When Hugo Chavez came to power and said exactly the same thing. In an interview with this journalist in 1999, when it was mentioned to him that in the Chavista bases there was talk of expropriating property and land, the Venezuelan president pretended to remove the fear of Spanish investors and stated: “What you are telling me is part of the past. : from the dirty war of the electoral campaign, which was erased in a few hours by a people who know very well what is our government plan. Contrary to what was said, we are going to develop an economic project, one of whose foundations is to give back to Venezuelans, especially to the middle classes, the right to private property: the promotion of small and medium-sized enterprises will be essential to recover macroeconomic and macrosocial balances, and that is far from being a socialist expropriation approach”.
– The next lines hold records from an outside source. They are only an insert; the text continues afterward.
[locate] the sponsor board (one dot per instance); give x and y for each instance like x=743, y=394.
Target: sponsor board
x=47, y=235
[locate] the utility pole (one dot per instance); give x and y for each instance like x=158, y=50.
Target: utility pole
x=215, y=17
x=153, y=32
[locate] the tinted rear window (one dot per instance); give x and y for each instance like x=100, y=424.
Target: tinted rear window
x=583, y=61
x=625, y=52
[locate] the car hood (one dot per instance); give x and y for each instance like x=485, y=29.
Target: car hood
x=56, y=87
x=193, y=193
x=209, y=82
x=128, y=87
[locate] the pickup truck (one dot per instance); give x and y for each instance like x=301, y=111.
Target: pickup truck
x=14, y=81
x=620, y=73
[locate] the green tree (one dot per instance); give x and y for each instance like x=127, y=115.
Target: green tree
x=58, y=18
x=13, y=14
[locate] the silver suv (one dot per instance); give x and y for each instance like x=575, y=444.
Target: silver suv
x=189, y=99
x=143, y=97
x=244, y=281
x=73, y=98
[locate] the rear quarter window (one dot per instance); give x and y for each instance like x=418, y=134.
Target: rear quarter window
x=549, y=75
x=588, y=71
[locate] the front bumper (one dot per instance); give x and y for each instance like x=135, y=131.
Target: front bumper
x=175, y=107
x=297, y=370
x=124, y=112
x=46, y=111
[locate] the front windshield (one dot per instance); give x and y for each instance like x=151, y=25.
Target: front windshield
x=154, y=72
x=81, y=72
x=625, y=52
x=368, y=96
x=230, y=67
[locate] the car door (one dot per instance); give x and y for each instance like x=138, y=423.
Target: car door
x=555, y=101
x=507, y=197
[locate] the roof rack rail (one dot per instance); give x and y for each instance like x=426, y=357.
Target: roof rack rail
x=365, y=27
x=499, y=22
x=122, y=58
For the political analyst Martial Munoz, director of ConfidencialColombia, “it is still too early to venture whether Colombia will be the paradise of ‘living tasty’ that France promises [la nueva vicepresidenta Francia Márquez], or it will become the new Venezuela of the Region, which many also predict”. If Petro pursues a social democratic policy, he will disillusion the anti-system, radicals and extremists who are part of the Historic Pact coalition. To put it another way, she will disappoint Colombia’s Podemos. But if he decides to thoroughly apply a left-wing program, adds Muñoz, “and he touches the pension system, the engine of the country, the hydrocarbon sector, the FTAs [Tratados de Libre Comercio] or simply excessively raise taxes on businessmen, it will fail miserably”.

The proof that it is not known where Petro will go is that, a few hours after winning, two world leaders congratulated him: Joe Biden, president of the US, and Vladimir Putin, president of Russia. Two opposing views.